Seules les empreintes digitales de la victime Chiara Poggi, trouvées sur le sac de céréales et sur le sac poubelle bleu, ont été analysées à nouveau dans le cadre de l’incident de preuve en cours dans l’affaire Garlasco. On les a notamment trouvés quatre empreintes (pouce et majeur) de l’homme de vingt-six ans sur le sac de céréales et deux autres sur le sac poubelle qui sont pourtant imputables à la victime. La présence, dans les acétates soumis à expertise, d’empreintes digitales attribuables au condamné Alberto Stasi et au suspect Andrea Sempio a été exclue.
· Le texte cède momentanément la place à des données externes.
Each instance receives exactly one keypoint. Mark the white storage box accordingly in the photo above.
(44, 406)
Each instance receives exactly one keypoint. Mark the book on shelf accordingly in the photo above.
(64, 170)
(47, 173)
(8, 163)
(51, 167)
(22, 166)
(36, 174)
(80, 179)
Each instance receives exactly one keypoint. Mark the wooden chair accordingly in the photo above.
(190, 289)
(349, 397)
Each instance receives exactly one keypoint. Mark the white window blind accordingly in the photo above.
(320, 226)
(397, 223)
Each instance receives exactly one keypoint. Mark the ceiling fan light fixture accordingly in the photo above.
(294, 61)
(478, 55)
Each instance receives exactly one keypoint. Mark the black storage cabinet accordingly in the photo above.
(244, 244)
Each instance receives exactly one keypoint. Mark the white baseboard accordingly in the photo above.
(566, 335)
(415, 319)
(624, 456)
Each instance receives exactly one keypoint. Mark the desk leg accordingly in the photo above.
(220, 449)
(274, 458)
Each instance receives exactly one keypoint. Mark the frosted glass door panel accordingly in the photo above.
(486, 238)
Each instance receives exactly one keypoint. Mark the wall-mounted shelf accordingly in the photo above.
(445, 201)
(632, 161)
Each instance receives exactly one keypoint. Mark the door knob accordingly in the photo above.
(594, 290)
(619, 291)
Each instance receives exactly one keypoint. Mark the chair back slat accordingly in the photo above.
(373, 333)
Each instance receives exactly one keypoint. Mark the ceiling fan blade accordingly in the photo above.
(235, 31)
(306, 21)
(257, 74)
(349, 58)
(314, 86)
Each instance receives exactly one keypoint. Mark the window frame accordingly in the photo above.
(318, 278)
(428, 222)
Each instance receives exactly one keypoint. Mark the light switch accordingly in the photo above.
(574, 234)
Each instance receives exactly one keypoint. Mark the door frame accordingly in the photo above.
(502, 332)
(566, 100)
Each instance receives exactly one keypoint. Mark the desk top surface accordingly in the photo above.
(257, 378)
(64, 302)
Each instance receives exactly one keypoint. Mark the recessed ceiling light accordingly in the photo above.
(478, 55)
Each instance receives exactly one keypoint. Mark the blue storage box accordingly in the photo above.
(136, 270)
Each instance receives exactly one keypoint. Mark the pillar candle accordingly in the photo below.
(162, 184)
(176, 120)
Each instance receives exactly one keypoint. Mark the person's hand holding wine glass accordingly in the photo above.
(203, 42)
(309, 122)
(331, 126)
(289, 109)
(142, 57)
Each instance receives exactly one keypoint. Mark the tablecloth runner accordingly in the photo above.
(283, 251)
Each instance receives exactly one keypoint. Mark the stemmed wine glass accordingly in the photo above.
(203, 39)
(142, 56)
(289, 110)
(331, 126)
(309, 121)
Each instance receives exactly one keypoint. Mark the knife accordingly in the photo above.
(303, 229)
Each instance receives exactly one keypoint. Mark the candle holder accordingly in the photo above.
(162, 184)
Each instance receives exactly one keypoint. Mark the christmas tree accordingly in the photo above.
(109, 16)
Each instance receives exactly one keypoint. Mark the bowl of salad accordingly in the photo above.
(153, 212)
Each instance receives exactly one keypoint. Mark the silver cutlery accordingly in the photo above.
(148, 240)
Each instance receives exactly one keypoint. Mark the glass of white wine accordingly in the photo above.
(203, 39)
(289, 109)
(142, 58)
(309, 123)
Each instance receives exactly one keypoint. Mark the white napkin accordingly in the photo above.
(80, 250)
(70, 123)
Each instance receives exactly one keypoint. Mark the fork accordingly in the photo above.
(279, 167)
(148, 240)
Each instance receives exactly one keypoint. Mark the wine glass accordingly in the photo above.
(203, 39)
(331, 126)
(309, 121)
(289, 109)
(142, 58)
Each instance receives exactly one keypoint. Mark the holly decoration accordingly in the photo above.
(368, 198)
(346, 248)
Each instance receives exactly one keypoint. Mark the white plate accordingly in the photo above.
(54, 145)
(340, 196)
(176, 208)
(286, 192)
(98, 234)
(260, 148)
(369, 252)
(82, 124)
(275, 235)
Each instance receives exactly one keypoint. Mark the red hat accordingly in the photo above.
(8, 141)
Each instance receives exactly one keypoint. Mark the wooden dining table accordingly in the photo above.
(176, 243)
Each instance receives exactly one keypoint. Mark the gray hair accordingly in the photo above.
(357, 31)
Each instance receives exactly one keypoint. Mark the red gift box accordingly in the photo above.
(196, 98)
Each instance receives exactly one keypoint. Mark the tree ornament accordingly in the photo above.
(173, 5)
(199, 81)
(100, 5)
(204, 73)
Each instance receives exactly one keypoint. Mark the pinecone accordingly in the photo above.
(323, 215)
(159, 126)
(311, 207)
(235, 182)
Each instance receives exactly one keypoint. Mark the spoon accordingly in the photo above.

J’ai trouvé deux autres empreintes : une sur la porte d’entréeà l’extérieur, c’était attribué à un policier (annulaire droit), intervenu sur les lieux du crime du 13 août 2007, l’autre du côté extérieur du garage, où se trouve l’empreinte du majeur de Marco Poggifrère de la victime.
L’incident probatoire sur le devant dactyloscopique se termine sans rebondissements : seulement les empreintes digitales de Chiara Poggi, trouvées dans les poubelles de la maison de via Pascoli et sur le sac de céréales avec lequel la jeune femme de vingt-six ans a pris son petit-déjeuner peu avant d’être abattue. Le résultat final arrive dans ces heures avec trois emails différents de l’expert Giovanni Di Censo.
En termes de traces génétiques, l’enquête ordonnée par le juge d’instruction de Pavie Daniela Garlaschelli ne change rien à ce que l’on savait déjà sur les personnes qui fréquentaient la maison Poggi. L’ADN de la victime a été trouvé sur le Fruttolo, tandis que sur l’Estathè a émergé la trace génétique de la Stasi, l’ami de l’époque condamné à 16 ans de prison pour le meurtre du 13 août 2007 à Garlasco.
Défense : « L’absence d’empreintes Sempio est un fait, mais nous ne revendiquons pas la victoire »
« En ce qui concerne les nouvelles publiées par les agences qui excluent les empreintes digitales attribuables à notre client, de même que nous n’étions pas inquiets face aux indiscrétions les plus diverses, nous ne revendiquons pas non plus la victoire aujourd’hui, même si cette fois nous pouvons parler à juste titre d’un document de procédure et non de son hypothèse », a commenté l’équipe de défense – les avocats Angela Taccia, Liborio Cataliotti et les consultants Armando Palmegiani et Marina Baldi – d’Andrea Sempio, après la nouvelle rapportant les conclusions de l’enquête. incident de preuve sur les empreintes digitales qui excluent la présence du suspect sur les lieux du crime.